When it comes to finding cures for heart disease, scientists at Icahn School of Medicine at Mount Sinai are working to their own beat. They may have developed a tissue model for the human heart that can bridge the gap between animal models and human clinical trial patients.
Mount Sinai researchers generated their engineered cardiac tissue from human embryonic stem cells with the resulting muscle having remarkable similarities to native heart muscle, including the ability to beat and contract like the human heart. This research breakthrough study was highlighted as the cover story of the February 2014 issue of The FASEB Journal.

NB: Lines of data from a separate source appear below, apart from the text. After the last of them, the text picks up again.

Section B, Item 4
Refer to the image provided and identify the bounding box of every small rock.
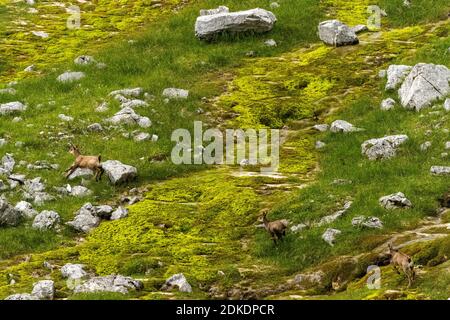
[56,71,86,82]
[381,98,395,111]
[352,216,383,229]
[322,228,342,246]
[313,124,330,132]
[420,141,432,152]
[61,263,88,280]
[161,273,192,293]
[87,122,103,132]
[330,120,361,133]
[319,20,359,47]
[163,88,189,99]
[430,166,450,176]
[111,207,128,220]
[31,280,55,300]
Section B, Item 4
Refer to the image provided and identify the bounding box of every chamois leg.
[65,164,78,178]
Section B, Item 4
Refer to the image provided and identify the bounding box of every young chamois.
[262,209,288,244]
[65,143,105,181]
[388,243,416,288]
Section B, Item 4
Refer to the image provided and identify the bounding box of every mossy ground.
[0,1,450,299]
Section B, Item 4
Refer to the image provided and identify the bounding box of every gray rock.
[381,98,395,111]
[68,168,94,180]
[361,135,408,160]
[163,88,189,99]
[70,186,92,198]
[316,141,326,149]
[200,6,230,16]
[87,123,103,132]
[74,275,143,294]
[352,24,369,34]
[0,153,16,173]
[58,113,74,122]
[330,120,361,133]
[0,101,27,115]
[32,210,61,231]
[61,263,88,280]
[322,228,342,246]
[430,166,450,176]
[313,124,330,132]
[195,8,277,40]
[14,201,38,219]
[67,203,100,233]
[0,198,22,227]
[161,273,192,293]
[0,88,17,95]
[319,20,359,47]
[379,192,413,210]
[398,63,450,111]
[111,207,128,220]
[352,216,383,229]
[106,107,152,128]
[264,39,277,47]
[420,141,432,151]
[109,88,144,97]
[31,280,55,300]
[102,160,137,185]
[385,64,412,90]
[5,293,38,300]
[444,98,450,111]
[134,132,151,142]
[56,71,86,82]
[120,99,148,108]
[31,31,49,39]
[73,56,95,65]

"We hope that our human engineered cardiac tissues will serve as a platform for developing reliable models of the human heart for routine laboratory use," said lead researcher Kevin D. Costa, PhD, Associate Professor of Cardiology and Director of the Cardiovascular Cell and Tissue Engineering Laboratory at the Cardiovascular Research Center of Icahn School of Medicine at Mount Sinai.

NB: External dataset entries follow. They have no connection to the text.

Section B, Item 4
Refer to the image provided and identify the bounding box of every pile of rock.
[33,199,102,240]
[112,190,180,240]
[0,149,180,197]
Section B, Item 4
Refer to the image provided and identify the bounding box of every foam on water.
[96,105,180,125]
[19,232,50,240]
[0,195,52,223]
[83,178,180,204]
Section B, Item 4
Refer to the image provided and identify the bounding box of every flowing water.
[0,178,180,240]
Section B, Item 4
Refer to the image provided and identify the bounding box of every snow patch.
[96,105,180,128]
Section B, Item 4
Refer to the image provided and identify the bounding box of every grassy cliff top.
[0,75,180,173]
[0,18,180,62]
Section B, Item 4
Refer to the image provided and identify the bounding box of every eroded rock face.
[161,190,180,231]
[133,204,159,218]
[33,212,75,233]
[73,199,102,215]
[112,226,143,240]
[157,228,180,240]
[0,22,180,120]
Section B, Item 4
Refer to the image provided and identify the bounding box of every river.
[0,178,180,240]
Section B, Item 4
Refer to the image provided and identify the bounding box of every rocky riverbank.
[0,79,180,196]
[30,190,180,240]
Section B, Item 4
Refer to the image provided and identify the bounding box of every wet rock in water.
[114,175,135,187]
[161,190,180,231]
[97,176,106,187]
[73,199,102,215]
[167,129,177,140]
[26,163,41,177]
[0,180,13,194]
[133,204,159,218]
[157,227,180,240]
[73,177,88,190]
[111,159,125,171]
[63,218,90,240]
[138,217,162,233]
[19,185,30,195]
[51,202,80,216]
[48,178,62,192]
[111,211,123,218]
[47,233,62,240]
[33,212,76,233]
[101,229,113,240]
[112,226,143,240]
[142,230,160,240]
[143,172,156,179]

"This could help accelerate and revolutionize cardiology research by improving the ability to efficiently discover, design, develop, and deliver new therapies for the treatment of heart disease, and by providing more efficient screening tools to identify and prevent cardiac side effects, ultimately leading to safer and more effective treatments for patients suffering from heart disease," says Dr. Costa.

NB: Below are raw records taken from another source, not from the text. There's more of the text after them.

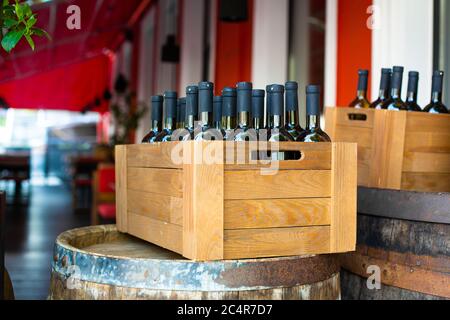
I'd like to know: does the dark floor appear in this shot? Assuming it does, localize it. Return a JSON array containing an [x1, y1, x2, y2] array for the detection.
[[5, 186, 89, 300]]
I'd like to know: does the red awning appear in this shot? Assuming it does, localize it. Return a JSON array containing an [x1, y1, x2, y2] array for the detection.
[[0, 0, 151, 111]]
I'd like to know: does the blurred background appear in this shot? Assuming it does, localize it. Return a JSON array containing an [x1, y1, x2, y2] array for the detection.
[[0, 0, 450, 299]]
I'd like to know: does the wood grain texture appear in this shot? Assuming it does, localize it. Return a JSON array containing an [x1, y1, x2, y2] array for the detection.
[[224, 226, 330, 259], [127, 142, 182, 169], [225, 170, 331, 200], [183, 142, 224, 261], [127, 190, 183, 226], [224, 198, 331, 229], [127, 167, 183, 198], [128, 212, 183, 253], [330, 143, 357, 252], [115, 146, 128, 232], [224, 142, 331, 171]]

The international team of researchers led by Mount Sinai created human engineered cardiac tissue, known as hECTs, within a custom bioreactor device designed to exercise the tissue and measure its contractile force throughout the culture process. Within 7-10 days, the human cardiac cells self-assembled into a three-dimensional tissue strip that beats spontaneously like natural heart muscle, and can survive a month or more for long-term experimental testing. These hECTs displayed contractile activity in a rhythmic pattern of 70 beats per minute on average, similar to the human heart.
In addition, research results show the heart tissue model responds to electrical stimulation and is able to incorporate new genetic information delivered by adenovirus gene therapy. During functional analysis, some of the responses known to occur in the natural adult human heart were also elicited in hECTs through electrical, mechanical, and pharmacological interventions, while some responses of hECTs more closely mimicked the immature or newborn human heart.
"We've come a long way in our understanding of the human heart," said Gerald Weissmann, MD, Editor-in-Chief of The FASEB Journal, "but we still lack an adequate tissue model which can be used to test promising therapies and model deadly diseases. This advance, if it proves successful over time, will beat anything that's currently available."